La question est de savoir ce qu'il faut faire pour relancer la hausse et ramener le brut à 95 dollars le baril, afin de repositionner le marché sur des prix à trois chiffres. Pour commencer, Abdulaziz pourrait annoncer un nouvel ajout symbolique de 50 000 barils par jour. Mais compte tenu de son goût pervers pour la surenchère face aux baissiers du pétrole ("Allez-y, faites-moi plaisir", a-t-il défié une fois les vendeurs à découvert dans le style "Dirty Harry"), il pourrait ajouter 100 000 à 150 000 barils de réduction saoudienne volontaire. Cela donnerait aux Russes la possibilité d'ajouter un volume similaire de leur côté (une évolution dont le marché ne sera probablement pas informé, jusqu'à ce que ces barils apparaissent dans les données de Kpler ou d'autres traqueurs de cargaisons).
Que se passe-t-il si les Saoudiens n'augmentent pas leurs réductions ?
Les scénarios que j'ai énumérés plaident en faveur d'une réaction agressive de l'Arabie saoudite à la chute du prix du pétrole. La théorie inverse veut que les Saoudiens ne fassent rien du tout, c'est-à-dire rien tout de suite. Une réaction tardive - précédée d'un avertissement sinistre d'Abdulaziz indiquant que "nous observons" - pourrait simplement effrayer les vendeurs à découvert, ralentir la chute du marché ou même entraîner un mini "rallye de soulagement" qui donnerait à l'OPEP le temps d'élaborer une stratégie. L'OPEP pourrait y trouver son compte si les perspectives de la demande de pétrole s'améliorent au cours des prochains mois au lieu de se dégrader.

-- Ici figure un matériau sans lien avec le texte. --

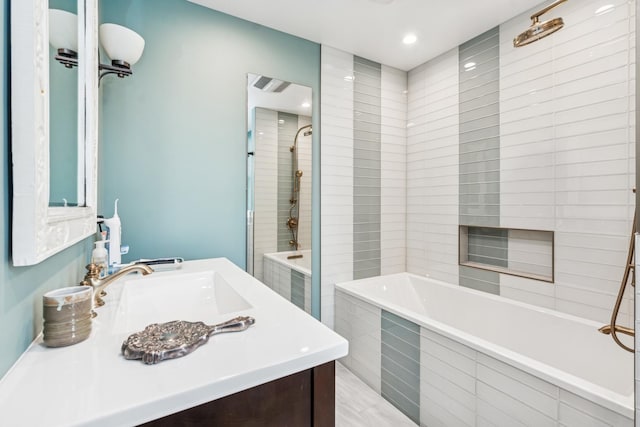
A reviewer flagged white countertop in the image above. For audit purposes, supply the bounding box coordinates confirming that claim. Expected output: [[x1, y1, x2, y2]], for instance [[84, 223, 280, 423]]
[[0, 258, 348, 427]]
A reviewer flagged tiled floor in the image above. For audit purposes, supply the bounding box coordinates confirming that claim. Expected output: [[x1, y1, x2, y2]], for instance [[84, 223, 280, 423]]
[[336, 362, 416, 427]]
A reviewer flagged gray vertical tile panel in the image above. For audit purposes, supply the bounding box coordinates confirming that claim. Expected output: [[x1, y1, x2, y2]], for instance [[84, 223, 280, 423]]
[[291, 269, 304, 310], [459, 27, 500, 226], [458, 27, 508, 294], [380, 310, 420, 424], [278, 112, 298, 252], [353, 56, 382, 279]]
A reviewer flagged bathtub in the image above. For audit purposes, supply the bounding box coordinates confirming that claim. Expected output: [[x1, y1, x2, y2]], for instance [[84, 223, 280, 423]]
[[335, 273, 634, 427], [262, 250, 311, 313]]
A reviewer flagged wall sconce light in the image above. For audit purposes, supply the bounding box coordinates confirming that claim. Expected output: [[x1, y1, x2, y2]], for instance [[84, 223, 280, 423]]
[[99, 24, 144, 79], [49, 9, 144, 80], [49, 9, 78, 68]]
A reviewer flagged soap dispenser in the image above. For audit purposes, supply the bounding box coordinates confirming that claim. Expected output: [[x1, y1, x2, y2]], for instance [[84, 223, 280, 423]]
[[91, 240, 109, 279], [103, 199, 122, 268]]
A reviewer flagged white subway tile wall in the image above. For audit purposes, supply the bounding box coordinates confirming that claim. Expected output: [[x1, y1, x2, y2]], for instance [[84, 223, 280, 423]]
[[407, 49, 459, 283], [407, 1, 635, 325], [262, 257, 311, 314], [321, 0, 640, 427], [320, 46, 354, 327], [500, 1, 635, 325], [253, 108, 278, 280], [335, 292, 382, 394]]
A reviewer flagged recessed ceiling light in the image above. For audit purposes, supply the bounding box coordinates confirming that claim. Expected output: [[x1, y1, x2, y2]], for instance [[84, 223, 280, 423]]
[[402, 33, 418, 44], [596, 4, 615, 16]]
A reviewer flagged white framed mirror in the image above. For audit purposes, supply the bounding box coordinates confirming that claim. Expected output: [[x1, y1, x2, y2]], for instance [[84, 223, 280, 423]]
[[247, 73, 313, 313], [11, 0, 98, 266]]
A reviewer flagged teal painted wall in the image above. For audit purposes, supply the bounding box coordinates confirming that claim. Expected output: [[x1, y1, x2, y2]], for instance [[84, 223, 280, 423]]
[[99, 0, 320, 270], [0, 0, 91, 377]]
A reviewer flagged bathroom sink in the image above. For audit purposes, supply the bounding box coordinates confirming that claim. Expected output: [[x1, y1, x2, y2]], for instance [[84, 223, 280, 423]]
[[111, 270, 252, 332]]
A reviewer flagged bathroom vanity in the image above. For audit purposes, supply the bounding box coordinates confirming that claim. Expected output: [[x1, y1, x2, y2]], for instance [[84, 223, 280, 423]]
[[0, 258, 348, 426]]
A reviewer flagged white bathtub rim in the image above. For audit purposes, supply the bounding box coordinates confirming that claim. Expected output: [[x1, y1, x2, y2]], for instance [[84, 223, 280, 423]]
[[335, 273, 635, 420], [262, 251, 311, 277]]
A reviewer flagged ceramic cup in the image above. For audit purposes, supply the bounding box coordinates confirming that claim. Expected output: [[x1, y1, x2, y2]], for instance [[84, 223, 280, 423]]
[[42, 286, 93, 347]]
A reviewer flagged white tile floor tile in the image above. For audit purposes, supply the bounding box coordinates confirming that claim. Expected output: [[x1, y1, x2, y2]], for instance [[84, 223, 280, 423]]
[[336, 362, 416, 427]]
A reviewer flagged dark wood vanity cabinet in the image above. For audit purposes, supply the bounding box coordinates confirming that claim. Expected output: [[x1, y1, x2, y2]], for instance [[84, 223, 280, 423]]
[[143, 361, 335, 427]]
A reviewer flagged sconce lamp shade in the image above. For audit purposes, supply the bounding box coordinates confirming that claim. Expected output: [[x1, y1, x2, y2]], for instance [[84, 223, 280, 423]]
[[49, 9, 78, 52], [100, 24, 144, 66]]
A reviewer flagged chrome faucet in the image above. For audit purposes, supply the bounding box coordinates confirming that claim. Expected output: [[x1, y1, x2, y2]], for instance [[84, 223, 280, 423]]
[[80, 263, 153, 307]]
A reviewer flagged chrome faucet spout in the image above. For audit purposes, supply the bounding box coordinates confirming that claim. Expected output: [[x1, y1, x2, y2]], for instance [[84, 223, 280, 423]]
[[80, 263, 153, 307]]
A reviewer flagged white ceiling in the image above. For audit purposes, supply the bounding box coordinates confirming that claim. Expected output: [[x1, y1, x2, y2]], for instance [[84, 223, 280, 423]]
[[189, 0, 551, 71], [247, 73, 312, 116]]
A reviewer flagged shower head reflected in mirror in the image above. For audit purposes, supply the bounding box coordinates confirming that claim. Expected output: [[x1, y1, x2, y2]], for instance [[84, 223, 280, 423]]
[[513, 0, 567, 47]]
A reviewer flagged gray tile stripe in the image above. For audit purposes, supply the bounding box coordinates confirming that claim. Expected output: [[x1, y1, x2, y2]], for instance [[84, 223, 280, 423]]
[[458, 27, 508, 294], [353, 56, 382, 279], [380, 310, 420, 424], [291, 269, 304, 310], [277, 112, 298, 252]]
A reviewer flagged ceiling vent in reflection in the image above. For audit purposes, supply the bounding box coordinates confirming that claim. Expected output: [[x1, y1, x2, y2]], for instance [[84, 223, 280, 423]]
[[252, 76, 291, 93]]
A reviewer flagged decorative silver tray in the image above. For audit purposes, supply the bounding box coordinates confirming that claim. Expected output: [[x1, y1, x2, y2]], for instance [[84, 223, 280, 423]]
[[122, 316, 255, 365]]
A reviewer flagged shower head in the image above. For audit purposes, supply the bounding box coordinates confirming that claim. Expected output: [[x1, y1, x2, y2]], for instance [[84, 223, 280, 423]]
[[513, 0, 567, 47]]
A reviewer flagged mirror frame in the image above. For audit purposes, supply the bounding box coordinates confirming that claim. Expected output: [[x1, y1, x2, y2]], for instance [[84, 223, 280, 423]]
[[11, 0, 98, 266]]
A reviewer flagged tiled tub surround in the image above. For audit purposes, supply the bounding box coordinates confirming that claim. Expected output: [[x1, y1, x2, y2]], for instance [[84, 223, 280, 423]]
[[335, 273, 633, 427], [406, 0, 636, 326], [262, 250, 311, 314]]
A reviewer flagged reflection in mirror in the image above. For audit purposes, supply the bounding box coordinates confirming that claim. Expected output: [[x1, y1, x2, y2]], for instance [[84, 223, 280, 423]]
[[247, 74, 313, 313], [10, 0, 98, 267], [49, 0, 79, 206]]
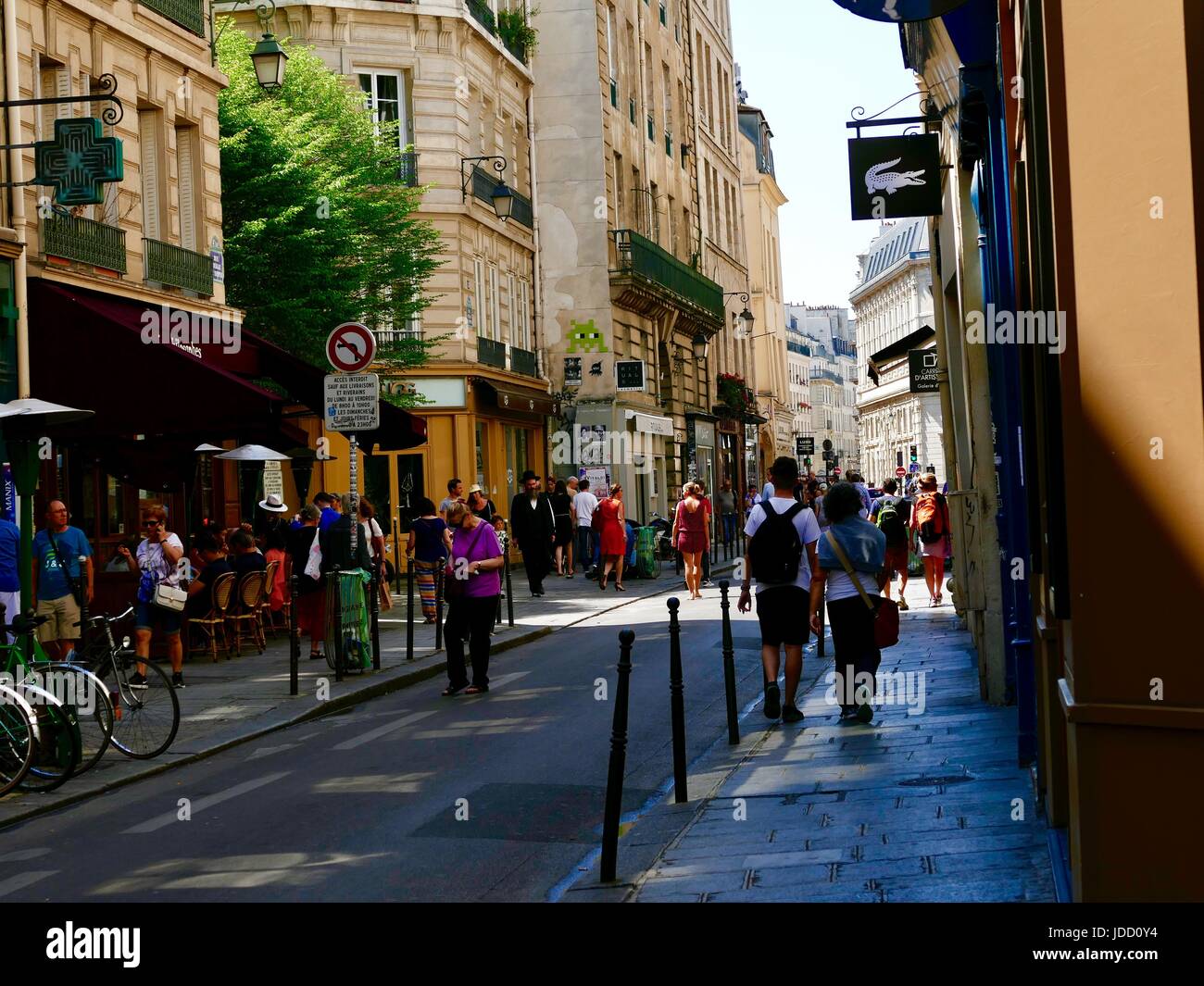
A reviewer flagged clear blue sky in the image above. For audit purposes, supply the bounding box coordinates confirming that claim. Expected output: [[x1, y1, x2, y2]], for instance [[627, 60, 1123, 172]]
[[731, 0, 920, 306]]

À l'heure actuelle, certains éléments du marché plaident massivement en faveur des baissiers. La consommation d'essence aux États-Unis, par exemple, a chuté la semaine dernière à son niveau saisonnier le plus bas en 25 ans, après la fin de la période de conduite estivale, avec le retour des enfants à l'école et à l'université et la diminution des voyages en voiture. La faiblesse de la demande s'est manifestée de la manière la plus flagrante dans les données hebdomadaires du gouvernement sur le pétrole, qui ont fait état d'une augmentation des stocks d'essence de 6,481 millions de barils, soit la plus forte hausse hebdomadaire depuis janvier 2022.

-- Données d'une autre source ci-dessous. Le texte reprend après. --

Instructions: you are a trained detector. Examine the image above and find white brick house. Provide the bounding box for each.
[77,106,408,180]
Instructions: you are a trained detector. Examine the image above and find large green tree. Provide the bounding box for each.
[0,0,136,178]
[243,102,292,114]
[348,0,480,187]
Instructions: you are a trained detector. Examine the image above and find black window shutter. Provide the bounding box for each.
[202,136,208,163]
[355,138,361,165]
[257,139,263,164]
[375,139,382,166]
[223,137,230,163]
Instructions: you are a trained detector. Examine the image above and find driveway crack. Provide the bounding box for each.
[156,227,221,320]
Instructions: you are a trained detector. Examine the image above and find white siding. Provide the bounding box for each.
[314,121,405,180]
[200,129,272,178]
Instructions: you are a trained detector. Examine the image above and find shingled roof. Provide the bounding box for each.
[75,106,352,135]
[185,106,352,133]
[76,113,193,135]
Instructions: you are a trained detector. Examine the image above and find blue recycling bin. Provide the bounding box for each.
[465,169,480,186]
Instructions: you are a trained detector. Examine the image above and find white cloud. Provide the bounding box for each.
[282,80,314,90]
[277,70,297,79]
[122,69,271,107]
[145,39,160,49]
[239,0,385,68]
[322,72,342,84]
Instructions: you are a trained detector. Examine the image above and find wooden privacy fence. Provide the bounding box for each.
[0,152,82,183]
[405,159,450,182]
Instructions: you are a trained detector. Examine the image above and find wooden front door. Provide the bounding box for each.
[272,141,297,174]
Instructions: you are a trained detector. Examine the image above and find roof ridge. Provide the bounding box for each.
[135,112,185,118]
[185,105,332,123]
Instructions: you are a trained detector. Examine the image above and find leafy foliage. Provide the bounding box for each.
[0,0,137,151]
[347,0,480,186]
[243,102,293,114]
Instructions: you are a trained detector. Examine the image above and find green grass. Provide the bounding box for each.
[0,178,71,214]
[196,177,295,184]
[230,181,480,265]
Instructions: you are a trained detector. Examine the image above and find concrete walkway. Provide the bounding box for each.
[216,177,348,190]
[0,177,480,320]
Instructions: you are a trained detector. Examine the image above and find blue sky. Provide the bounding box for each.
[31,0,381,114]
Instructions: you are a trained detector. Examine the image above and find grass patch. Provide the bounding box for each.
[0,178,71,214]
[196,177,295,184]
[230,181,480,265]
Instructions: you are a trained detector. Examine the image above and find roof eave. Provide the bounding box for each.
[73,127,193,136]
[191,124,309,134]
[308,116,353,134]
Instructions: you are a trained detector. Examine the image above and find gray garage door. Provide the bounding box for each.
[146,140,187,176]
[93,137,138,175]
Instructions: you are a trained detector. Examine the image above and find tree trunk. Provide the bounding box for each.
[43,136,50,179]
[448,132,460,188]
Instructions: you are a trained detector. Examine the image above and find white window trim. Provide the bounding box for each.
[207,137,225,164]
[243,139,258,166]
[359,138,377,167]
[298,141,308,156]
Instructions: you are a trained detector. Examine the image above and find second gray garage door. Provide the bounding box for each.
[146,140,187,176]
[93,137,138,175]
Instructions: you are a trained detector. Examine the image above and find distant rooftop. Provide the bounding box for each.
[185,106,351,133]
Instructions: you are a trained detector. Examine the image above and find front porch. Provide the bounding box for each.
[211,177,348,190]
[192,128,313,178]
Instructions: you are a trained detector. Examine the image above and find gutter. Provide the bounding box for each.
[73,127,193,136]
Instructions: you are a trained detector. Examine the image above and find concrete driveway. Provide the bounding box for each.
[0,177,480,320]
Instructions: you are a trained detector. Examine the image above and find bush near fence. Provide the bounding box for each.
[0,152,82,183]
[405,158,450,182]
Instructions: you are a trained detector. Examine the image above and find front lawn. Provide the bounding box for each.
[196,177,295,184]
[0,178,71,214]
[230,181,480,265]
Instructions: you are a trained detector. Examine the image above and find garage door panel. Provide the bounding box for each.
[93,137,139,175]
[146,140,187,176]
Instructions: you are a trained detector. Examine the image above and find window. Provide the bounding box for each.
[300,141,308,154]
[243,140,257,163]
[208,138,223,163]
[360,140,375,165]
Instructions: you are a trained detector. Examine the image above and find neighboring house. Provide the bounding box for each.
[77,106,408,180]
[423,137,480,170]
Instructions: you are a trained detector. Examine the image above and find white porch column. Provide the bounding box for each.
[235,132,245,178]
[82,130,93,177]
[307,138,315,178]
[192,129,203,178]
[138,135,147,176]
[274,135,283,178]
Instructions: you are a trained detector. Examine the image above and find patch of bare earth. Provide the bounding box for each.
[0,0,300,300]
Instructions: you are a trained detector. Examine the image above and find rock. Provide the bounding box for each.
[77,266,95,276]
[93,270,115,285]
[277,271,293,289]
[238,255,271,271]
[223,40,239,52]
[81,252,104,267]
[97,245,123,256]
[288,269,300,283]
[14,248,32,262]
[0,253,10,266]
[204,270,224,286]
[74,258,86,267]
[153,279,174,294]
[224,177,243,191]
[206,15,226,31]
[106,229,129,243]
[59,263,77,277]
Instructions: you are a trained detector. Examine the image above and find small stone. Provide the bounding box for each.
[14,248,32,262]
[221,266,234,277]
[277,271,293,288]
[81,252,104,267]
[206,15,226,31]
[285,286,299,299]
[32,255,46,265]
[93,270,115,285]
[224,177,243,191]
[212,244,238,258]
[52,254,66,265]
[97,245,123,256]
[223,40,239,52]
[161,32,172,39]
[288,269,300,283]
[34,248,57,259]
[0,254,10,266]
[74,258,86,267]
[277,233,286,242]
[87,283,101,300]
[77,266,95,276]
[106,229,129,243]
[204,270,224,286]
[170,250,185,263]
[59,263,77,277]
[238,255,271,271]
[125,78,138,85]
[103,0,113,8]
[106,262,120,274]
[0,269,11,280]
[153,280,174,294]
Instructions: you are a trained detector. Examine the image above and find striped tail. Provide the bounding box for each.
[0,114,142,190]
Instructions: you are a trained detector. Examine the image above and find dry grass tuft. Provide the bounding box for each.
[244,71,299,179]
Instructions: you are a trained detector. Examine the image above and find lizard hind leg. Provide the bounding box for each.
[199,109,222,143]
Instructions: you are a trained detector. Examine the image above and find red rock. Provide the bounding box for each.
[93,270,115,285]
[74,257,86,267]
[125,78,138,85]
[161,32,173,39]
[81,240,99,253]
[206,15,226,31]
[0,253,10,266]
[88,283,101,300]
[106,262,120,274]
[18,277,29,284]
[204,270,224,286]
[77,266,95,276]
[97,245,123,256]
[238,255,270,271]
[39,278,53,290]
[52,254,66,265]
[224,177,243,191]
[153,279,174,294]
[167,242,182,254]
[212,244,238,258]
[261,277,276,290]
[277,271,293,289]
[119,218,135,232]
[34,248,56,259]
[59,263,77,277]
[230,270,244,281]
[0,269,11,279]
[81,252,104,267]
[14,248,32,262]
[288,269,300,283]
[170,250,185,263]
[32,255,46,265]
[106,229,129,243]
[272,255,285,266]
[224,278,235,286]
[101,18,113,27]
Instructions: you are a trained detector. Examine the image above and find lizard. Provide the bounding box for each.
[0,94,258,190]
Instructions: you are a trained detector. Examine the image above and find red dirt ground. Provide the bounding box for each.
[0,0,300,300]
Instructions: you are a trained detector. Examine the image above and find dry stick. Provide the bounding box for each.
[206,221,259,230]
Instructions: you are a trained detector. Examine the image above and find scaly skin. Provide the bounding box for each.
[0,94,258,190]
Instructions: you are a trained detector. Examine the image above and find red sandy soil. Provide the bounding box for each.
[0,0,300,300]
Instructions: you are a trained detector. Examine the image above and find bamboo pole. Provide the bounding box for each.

Les haussiers comme M. Nuttall ont également présenté des arguments positifs, expliquant pourquoi le pétrole atteindrait 100 dollars le baril, plutôt que de revenir aux niveaux inférieurs à 70 dollars observés plus tôt dans l'année.
Leur liste comprend une chute de 20 % depuis le début de l'année du nombre de plates-formes pétrolières aux États-Unis, qui est une mesure de la production future ; un pic potentiel de la croissance du schiste aux États-Unis cette année (avec les prix du brut où ils sont, il est parfaitement logique de forer maintenant - à moins, bien sûr, qu'il ne s'agisse d'une collusion politique de l'industrie pétrolière à tendance républicaine contre le président démocrate Joe Biden) ; un soi-disant sous-investissement par les supermajors dans le jeu ; des stocks mondiaux de pétrole au plus bas depuis plusieurs années ; et le potentiel de réductions significatives des stocks après les révisions saisonnières des raffineries.

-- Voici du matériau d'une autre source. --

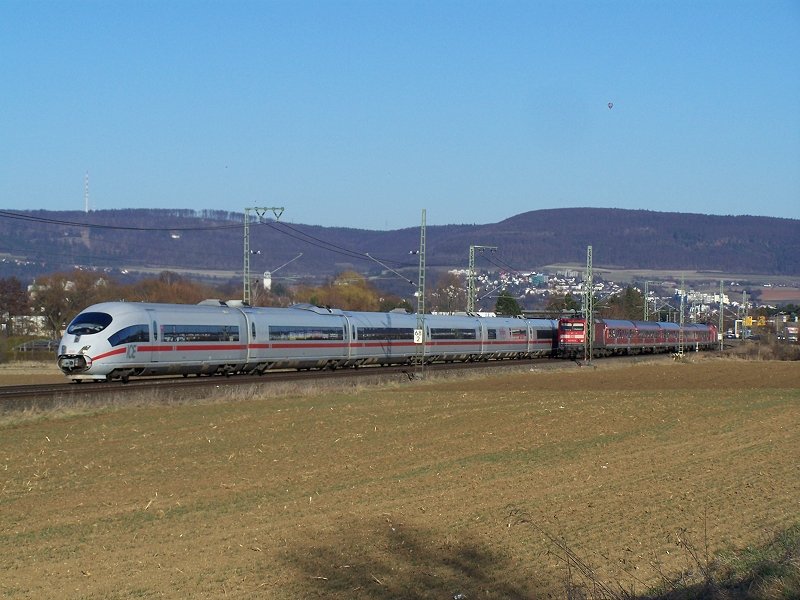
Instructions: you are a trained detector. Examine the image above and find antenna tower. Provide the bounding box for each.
[583,246,594,363]
[242,206,283,304]
[417,208,426,378]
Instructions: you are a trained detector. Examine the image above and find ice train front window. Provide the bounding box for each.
[67,312,111,335]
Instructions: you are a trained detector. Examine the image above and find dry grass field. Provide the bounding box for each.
[0,358,800,600]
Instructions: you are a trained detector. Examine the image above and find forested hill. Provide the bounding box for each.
[0,208,800,279]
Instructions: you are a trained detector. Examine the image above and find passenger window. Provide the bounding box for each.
[108,325,150,346]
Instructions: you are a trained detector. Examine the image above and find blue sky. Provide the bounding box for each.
[0,0,800,229]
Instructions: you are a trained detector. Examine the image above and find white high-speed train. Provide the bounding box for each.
[58,300,558,382]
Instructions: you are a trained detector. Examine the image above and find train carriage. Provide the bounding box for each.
[57,300,716,381]
[558,318,717,358]
[58,302,247,381]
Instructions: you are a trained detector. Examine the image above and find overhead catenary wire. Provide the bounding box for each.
[0,210,244,231]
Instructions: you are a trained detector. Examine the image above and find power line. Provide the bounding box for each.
[0,210,244,231]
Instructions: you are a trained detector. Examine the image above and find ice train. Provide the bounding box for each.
[57,300,718,382]
[57,300,558,382]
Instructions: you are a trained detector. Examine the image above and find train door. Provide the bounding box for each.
[147,308,163,362]
[342,315,356,360]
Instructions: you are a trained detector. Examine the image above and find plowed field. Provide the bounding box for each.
[0,359,800,599]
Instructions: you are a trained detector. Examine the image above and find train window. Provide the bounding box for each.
[269,325,344,341]
[67,312,111,335]
[161,325,239,342]
[358,327,414,340]
[431,327,478,340]
[535,329,556,340]
[108,324,150,346]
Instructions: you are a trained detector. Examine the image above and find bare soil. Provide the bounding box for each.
[0,358,800,599]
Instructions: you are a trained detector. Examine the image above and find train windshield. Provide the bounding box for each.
[67,313,111,335]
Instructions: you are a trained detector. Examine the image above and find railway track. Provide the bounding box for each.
[0,355,680,414]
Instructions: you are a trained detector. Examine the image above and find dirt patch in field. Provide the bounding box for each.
[0,360,800,599]
[0,361,66,386]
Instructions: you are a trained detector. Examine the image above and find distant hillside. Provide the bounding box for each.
[0,208,800,280]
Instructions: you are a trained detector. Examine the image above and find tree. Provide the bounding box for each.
[601,286,644,321]
[426,272,467,313]
[123,271,219,304]
[0,277,29,335]
[545,292,581,317]
[297,271,380,311]
[494,290,522,317]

Il y a quelque chose de plus important que l'OPEP : c'est l'économie.
Mais au-delà de tout cela, il y a quelque chose qui pourrait être tout à fait inébranlable - la hausse rampante des rendements du Trésor américain qui remontaient à l'heure où nous écrivons ces lignes, après un refroidissement de deux jours du billet à 10 ans de référence, qui a atteint son plus haut niveau en 16 ans.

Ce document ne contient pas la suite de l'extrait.